La mesure que nous proposons est efficace et réaliste : elle consiste à interdire aux entreprises de procéder à des licenciements économiques lorsqu’elles ont versé des dividendes au titre du dernier exercice écoulé.

Cette disposition n’empêcherait pas les entreprises faisant des profits de licencier, dès lors que ces profits sont utilisés pour financer des investissements et non pour rémunérer le capital. En effet, il est parfois nécessaire, pour éviter des suppressions d’emplois ultérieures, de procéder à des restructurations sans attendre que l’entreprise enregistre des pertes.

Avec cette proposition de loi, l’objectif est d’imposer que les détenteurs du capital, et non les salariés, soient les premiers à faire des efforts en cas de besoin.

Il s’agit d’une mesure de justice : l’immense majorité des salariés ne disposent que du revenu tiré de leur travail pour vivre, alors que ceux qui investissent dans le capital des entreprises ont généralement bien d’autres sources de revenus.

Pour assurer une meilleure application de cette disposition, un nouveau pouvoir de vérification serait reconnu à l’inspection du travail. Comme ma collègue Annie David vient de l’expliquer, il s’agit non pas de rétablir l’autorisation administrative de licenciement, mais simplement de permettre à l’inspection du travail de constater si une entreprise est ou non en infraction. Le procès-verbal dressé par l’inspecteur du travail pourra servir ensuite d’élément de preuve devant le juge, ce qui aidera le salarié à faire valoir plus facilement ses droits.

Se pose enfin la question de la sanction applicable aux entreprises qui auraient licencié alors qu’elles ont distribué des dividendes : outre l’indemnisation due aux salariés en cas de licenciement sans cause réelle et sérieuse, l’entreprise serait tenue de rembourser les aides publiques qu’elle a perçues. Je précise qu’il faut ici entendre « aides publiques » au sens le plus large : non seulement les subventions, mais aussi les exonérations de cotisations sociales et les allégements fiscaux.

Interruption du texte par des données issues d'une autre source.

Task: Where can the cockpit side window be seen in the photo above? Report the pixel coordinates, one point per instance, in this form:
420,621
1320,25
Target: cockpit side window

Cette sanction nous paraît de nature à dissuader les employeurs de méconnaître la règle posée par la proposition de loi et à éviter que l’argent public ne serve à enrichir les actionnaires au mépris de la protection de l’emploi et des droits des salariés. D’ailleurs, beaucoup de collectivités territoriales, lorsqu’elles accordent des aides à une entreprise, prévoient, par convention, le remboursement de ces dernières dans le cas où l’entreprise ne respecte pas ses engagements. Nous proposons ici simplement de fixer le principe dans la loi.

Lors de sa réunion du 8 février dernier, la commission des affaires sociales a adopté la proposition de loi, tout en y apportant des améliorations de forme. Lors des débats, j’ai pu constater qu’un grand nombre de nos collègues, de toutes tendances, se sentaient concernés par le problème que soulève ce texte.

En effet, beaucoup d’élus, de droite comme de gauche, ont eu à déplorer la fermeture de sites sur leur territoire et ont ressenti un sentiment d’impuissance face à ces décisions, prises souvent par des financiers basés à l’étranger.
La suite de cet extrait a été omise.